Homenaje a las víctimas

Julio García-Casarrubios Sainz Ciudad Real

Lo he dicho muchas veces. Pero lo digo otra vez. Es obligado decirlo si me pongo a escribir un 17-A. Cataluña y España tienen, tenemos, un problema muy grave. Grave porque se ha arraigado más de lo deseable. ¿Los causantes de este conflicto han sido conscientes de lo que hacían?. Me cuesta trabajo afirmarlo. Algún día tendrán que rendir cuentas; ¿algún día pedirán perdón? Creo que no. Y creo que no, porque aún tienen la desfachatez de que si surge alguien con una pizca de iniciativa para arreglarlo, arremeten contra él por equidistante, por antipatriota.

Lo he dicho muchas veces. Y lo seguiré diciendo. Desde hace bastantes años se han ido formando dos frentes: uno al norte del Ebro y otro al sur. Ambos con muy pocos escrúpulos; ambos movidos por el único e indecente deseo de conseguir votos; ambos poniendo la estrategia política por delante del interés general; ambos recurriendo a lo más visceral de los sentimientos; ambos apelando a la irracionalidad fundamentalista y patriotera; ambos utilizando las banderas como arma de lucha identitaria; ambos mintiendo para fundamentar sus argumentos.

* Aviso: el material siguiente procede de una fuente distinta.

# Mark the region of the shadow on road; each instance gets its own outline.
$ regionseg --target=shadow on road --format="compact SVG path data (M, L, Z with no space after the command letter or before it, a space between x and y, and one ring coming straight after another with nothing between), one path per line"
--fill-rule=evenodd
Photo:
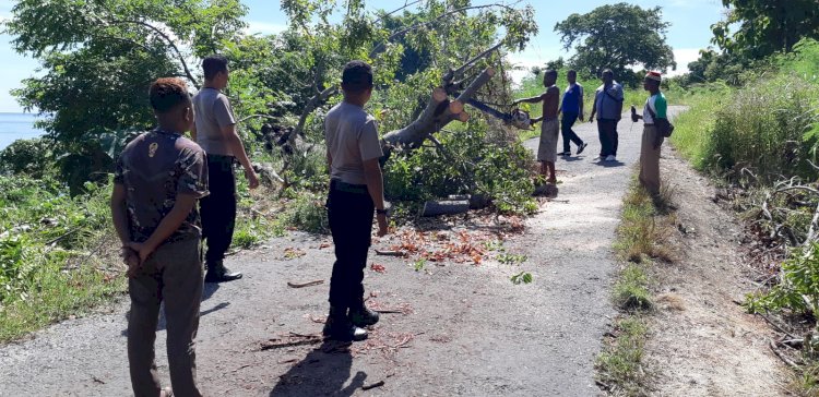
M294 364L270 392L270 396L352 396L364 386L367 374L359 371L349 378L353 356L349 342L324 341Z
M583 160L583 158L585 158L585 156L583 156L583 155L581 155L581 156L577 156L577 155L574 155L574 156L560 156L558 158L561 159L561 160L563 160L563 161L566 161L566 163L574 163L574 161L581 161L581 160Z
M622 167L622 166L626 165L626 163L622 163L620 160L616 160L616 161L597 161L597 163L595 163L595 165L597 165L600 167L605 167L605 168L614 168L614 167Z

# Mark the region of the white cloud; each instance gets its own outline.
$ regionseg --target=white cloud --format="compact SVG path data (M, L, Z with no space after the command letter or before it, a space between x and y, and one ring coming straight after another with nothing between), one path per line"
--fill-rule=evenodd
M674 50L674 60L677 62L677 70L668 71L669 76L676 76L688 73L688 63L700 58L699 48L678 48Z
M282 33L287 29L287 25L278 23L268 23L259 21L248 21L248 27L245 32L249 35L262 34L262 35L274 35Z
M523 77L529 75L530 70L533 67L545 67L546 62L555 61L559 57L568 59L570 56L562 53L560 47L541 47L537 48L527 47L521 52L511 52L508 56L509 62L515 69L510 71L509 74L512 76L512 81L520 83Z

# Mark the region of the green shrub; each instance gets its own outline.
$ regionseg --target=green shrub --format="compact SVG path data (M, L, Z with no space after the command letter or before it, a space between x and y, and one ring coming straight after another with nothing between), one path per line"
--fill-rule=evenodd
M751 312L819 313L819 242L796 248L782 264L783 279L767 293L748 297Z
M330 226L324 203L323 195L304 192L287 204L288 209L285 216L287 224L312 233L329 233Z
M759 182L781 177L817 178L819 148L819 44L805 40L774 57L740 89L704 92L677 120L675 145L695 165L738 177L752 170Z
M388 200L423 202L450 194L486 194L500 212L536 208L532 198L532 154L508 133L490 134L471 121L438 134L444 151L420 147L393 152L384 168Z
M0 151L0 172L23 173L32 178L54 175L54 143L46 139L17 140Z

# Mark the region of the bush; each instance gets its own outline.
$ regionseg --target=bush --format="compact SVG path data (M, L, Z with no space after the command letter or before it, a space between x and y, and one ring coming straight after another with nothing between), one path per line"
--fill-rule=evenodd
M46 139L17 140L0 151L0 172L43 178L56 171L54 143Z
M324 203L323 195L309 192L300 194L287 204L287 224L311 233L329 233L330 225Z
M483 121L438 134L444 147L393 153L384 169L388 200L415 201L483 193L501 212L525 213L536 205L532 154L509 133L490 133Z
M752 170L763 184L782 177L817 178L819 148L819 44L769 61L740 89L705 86L680 116L673 139L695 165L717 175ZM703 134L704 133L704 134Z
M763 294L749 296L751 312L783 311L819 313L819 242L796 248L782 264L783 279Z

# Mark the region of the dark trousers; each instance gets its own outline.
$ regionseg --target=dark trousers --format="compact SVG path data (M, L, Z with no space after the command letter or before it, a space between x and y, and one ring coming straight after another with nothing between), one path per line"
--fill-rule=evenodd
M578 113L563 113L563 118L560 120L560 132L563 135L563 152L571 152L571 142L578 146L583 144L583 140L571 129L574 122L578 121Z
M207 189L200 200L202 238L207 242L209 266L225 258L236 227L236 176L233 156L207 155Z
M617 120L597 119L597 134L600 135L600 155L606 157L608 155L617 156Z
M345 310L364 299L364 269L370 248L376 210L366 185L337 180L330 183L327 201L335 263L330 279L330 305Z
M138 397L154 397L162 388L154 341L159 303L165 301L170 384L177 396L201 396L197 386L194 339L202 300L202 256L199 238L165 243L128 279L128 362Z

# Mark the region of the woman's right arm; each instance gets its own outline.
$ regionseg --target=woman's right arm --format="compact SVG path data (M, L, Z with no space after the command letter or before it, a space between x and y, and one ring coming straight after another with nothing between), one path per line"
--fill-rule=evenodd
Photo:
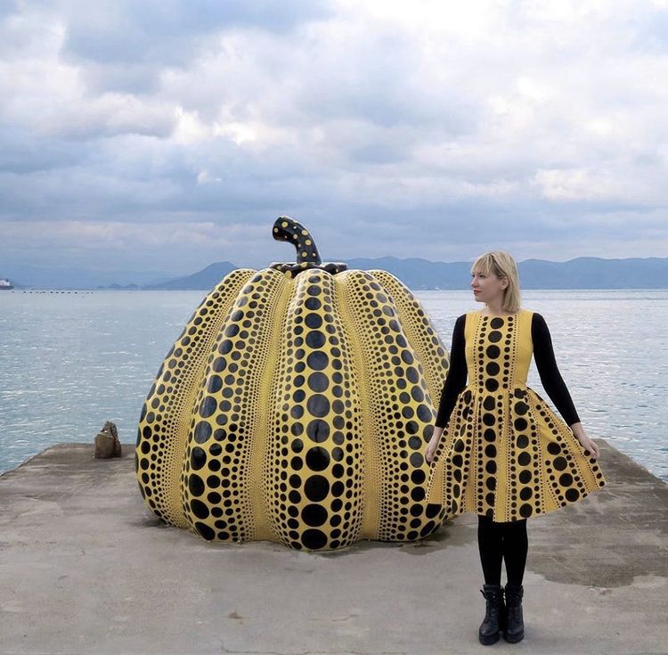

Lo he dicho muchas veces. No me casaré de repetirlo. El único camino es acabar con los frentes. Es muy legítimo defender los sentimientos identitarios, incluso defender posiciones independentistas, pero no a cualquier precio; no vale todo; no vale la mentira; no acosta de saltarse la ley; no a costa de romper la sociedad; no a costa de enfrentar a todos contra todos. Es muy legítimo posicionarse contra el independentismo; creo que legítimo y acertado. Es muy legítimo defender la unidad de España, yo también la quiero. La quiero porque pienso que es la mejor solución. Pero no se conseguirá nunca enfrentando a españoles contra catalanes.

Hay muchos que se han esforzado por celebrar el primer aniversario del 17-A como un homenaje a las víctimas. Creo que la Corona, el Gobierno central, el Ayuntamiento de Barcelona, entre otros, han hecho un esfuerzo de conciliación. Pero va a ser muy difícil porque los empeñados en el frentismo no saben hacer otra cosa que enfrentarse. Es insoportable presenciar la discusión de quien tenía más información sobre los atentados y no la compartieron, porque eran del otro frente. Cierto o no, solo el hecho de ponerlo en el debate resulta indecente e insoportable.